Long-term bosutinib for chronic phase chronic myeloid leukemia after failure of imatinib plus dasatinib and/or nilotinib

Jorge E Cortes, Hanna J Khoury, Hagop M Kantarjian, Jeff H Lipton, Dong-Wook Kim, Philippe Schafhausen, Ewa Matczak, Eric Leip, Kay Noonan, Tim H Brümmendorf, Carlo Gambacorti-Passerini, Jorge E Cortes, Hanna J Khoury, Hagop M Kantarjian, Jeff H Lipton, Dong-Wook Kim, Philippe Schafhausen, Ewa Matczak, Eric Leip, Kay Noonan, Tim H Brümmendorf, Carlo Gambacorti-Passerini

Abstract

Bosutinib is an Src/Abl tyrosine kinase inhibitor (TKI) indicated for adults with Ph+ chronic myeloid leukemia (CML) resistant/intolerant to prior TKIs. This long-term update of an ongoing phase 1/2 study evaluated the efficacy and safety of third-/fourth-line bosutinib in adults with chronic phase (CP) CML. Median durations of treatment and follow-up were 8.6 (range, 0.2-87.7) months and 32.7 (0.3-93.3) months, respectively. Cumulative confirmed complete hematologic response (cCHR) and major cytogenetic response (MCyR) rates were 74% (95% CI, 65-81%) and 40% (31-50%), respectively; Kaplan-Meier (K-M) probability of maintaining cCHR or MCyR at 4 years was 63% (95% CI, 50-73%) and 69% (52-81%). Cumulative incidence of on-treatment disease progression (PD)/death at 4 years was 24% (95% CI, 17-33%); K-M 4-year overall survival was 78% (68-85%). Baseline Ph+ cells ≤35 vs. ≥95% was prognostic of MCyR and CCyR by 3 and 6 months, increased baseline basophils was prognostic of PD/death, and no prior response to second-line TKI was prognostic of death. Common adverse events included diarrhea (83%), nausea (48%), vomiting (38%), and thrombocytopenia (39%). Bosutinib demonstrates durable efficacy and a toxicity profile similar to previous bosutinib studies in CP CML patients resistant/intolerant to multiple TKIs, representing an important treatment option for patients in this setting. This trial is registered at www.clinicaltrials.gov (NCT00261846). Am. J. Hematol. 91:1206-1214, 2016. © 2016 Wiley Periodicals, Inc.

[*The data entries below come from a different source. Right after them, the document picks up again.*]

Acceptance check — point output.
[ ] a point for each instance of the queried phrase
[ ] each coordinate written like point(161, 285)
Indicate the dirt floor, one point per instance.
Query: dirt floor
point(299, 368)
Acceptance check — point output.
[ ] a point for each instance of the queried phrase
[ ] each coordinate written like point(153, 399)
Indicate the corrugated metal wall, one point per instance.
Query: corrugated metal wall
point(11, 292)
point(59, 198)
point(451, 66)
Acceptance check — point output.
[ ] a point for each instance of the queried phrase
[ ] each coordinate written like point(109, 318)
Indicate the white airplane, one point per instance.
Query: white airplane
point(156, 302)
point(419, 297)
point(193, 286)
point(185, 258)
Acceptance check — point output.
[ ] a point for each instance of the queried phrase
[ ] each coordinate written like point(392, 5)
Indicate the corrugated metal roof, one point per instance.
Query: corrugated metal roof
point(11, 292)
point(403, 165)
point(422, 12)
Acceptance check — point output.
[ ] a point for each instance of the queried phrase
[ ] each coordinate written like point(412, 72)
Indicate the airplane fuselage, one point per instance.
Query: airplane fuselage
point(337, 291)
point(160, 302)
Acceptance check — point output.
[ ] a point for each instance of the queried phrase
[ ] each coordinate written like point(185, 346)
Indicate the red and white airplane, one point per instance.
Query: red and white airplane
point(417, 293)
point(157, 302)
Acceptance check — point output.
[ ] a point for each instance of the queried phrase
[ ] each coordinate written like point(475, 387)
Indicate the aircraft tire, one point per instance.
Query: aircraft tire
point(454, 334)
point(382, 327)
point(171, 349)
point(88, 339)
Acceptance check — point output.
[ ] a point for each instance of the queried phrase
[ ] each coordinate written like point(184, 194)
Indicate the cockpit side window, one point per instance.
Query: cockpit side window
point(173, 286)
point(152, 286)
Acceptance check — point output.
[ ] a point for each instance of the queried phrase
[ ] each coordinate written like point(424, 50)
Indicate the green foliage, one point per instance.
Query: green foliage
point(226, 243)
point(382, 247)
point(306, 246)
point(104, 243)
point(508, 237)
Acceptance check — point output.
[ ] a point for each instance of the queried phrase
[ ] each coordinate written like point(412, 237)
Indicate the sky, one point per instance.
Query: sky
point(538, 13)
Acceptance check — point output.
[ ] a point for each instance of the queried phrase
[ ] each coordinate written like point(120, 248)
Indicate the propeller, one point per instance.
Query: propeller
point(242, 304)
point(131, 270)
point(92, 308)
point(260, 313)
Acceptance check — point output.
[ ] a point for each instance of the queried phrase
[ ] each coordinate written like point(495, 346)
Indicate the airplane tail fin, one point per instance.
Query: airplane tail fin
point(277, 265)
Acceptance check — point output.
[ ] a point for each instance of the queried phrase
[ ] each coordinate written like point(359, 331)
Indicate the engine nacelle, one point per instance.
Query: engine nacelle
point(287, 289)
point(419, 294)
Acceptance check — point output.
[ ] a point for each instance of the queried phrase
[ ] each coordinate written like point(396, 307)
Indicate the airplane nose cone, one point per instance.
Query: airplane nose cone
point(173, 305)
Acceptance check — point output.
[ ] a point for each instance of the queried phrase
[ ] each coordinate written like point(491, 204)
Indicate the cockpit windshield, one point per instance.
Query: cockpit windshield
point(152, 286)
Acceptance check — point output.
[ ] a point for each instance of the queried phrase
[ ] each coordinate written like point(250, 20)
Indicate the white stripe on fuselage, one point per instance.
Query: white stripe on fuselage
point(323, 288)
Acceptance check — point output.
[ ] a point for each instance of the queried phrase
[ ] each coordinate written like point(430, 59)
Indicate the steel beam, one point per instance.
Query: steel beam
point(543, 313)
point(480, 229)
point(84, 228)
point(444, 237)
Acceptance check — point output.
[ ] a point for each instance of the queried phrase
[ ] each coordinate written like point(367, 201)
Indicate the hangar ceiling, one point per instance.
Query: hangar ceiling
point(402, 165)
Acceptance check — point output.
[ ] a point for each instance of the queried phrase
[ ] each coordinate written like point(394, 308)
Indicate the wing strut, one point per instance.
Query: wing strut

© 2016 Wiley Periodicals, Inc.

Figures

Figure 1
Figure 1
Cumulative incidence of response and duration of response. (A) Cumulative incidence of CHR adjusting for the competing risk of treatment discontinuation without the event; (B) duration of CHR among responders. (C) Cumulative incidence of MCyR adjusting for the competing risk of treatment discontinuation without the event; (D) duration of MCyR among responders. CHR = complete hematologic response; CI = confidence interval; D = dasatinib; I = intolerant; IM = imatinib; K–M = Kaplan–Meier; MCyR = major cytogenetic response; N = nilotinib; NE = not evaluable; R = resistant.
Figure 2
Figure 2
Percentage of patients with TEAEs occurring in year 1 and newly occurring in years 2, 3, and 4 in ≥10% of patients overall (any grade). AE = adverse event; ALT = alanine aminotransferase; TEAE = treatment‐emergent adverse event. Denominators are the number of patients on treatment during the specific years (note: the incidence of certain TEAEs appears higher in later years compared with previous years due to a lower number of patients on treatment: pleural effusion [year 1, n = 6/119; year 2, n = 6/50; year 3, n = 1/39; year 4, n = 5/32]; increased blood creatinine [year 1, n = 8/119; year 2, n = 2/50; year 3, n = 1/39; year 4, n = 4/32]; cardiac AEs [year 1, n = 8/119; year 2, n = 4/50; year 3, n = 1/39; year 4, n = 3/32]). 1 year = 365.25 days. Newly occurring TEAEs were defined as those MedDRA preferred terms (PTs) not experienced by the same patient previously for patients on treatment during a given year. *Includes all PTs under the high‐level group terms cardiac arrhythmias, pericardial disorders, and heart failures under the cardiac disorders system organ class (SOC) and the following PTs: cardiac death, sudden cardiac death, sudden death, decreased ejection fraction, abnormal electrocardiogram QT interval, prolonged electrocardiogram QT, congenital long QT syndrome.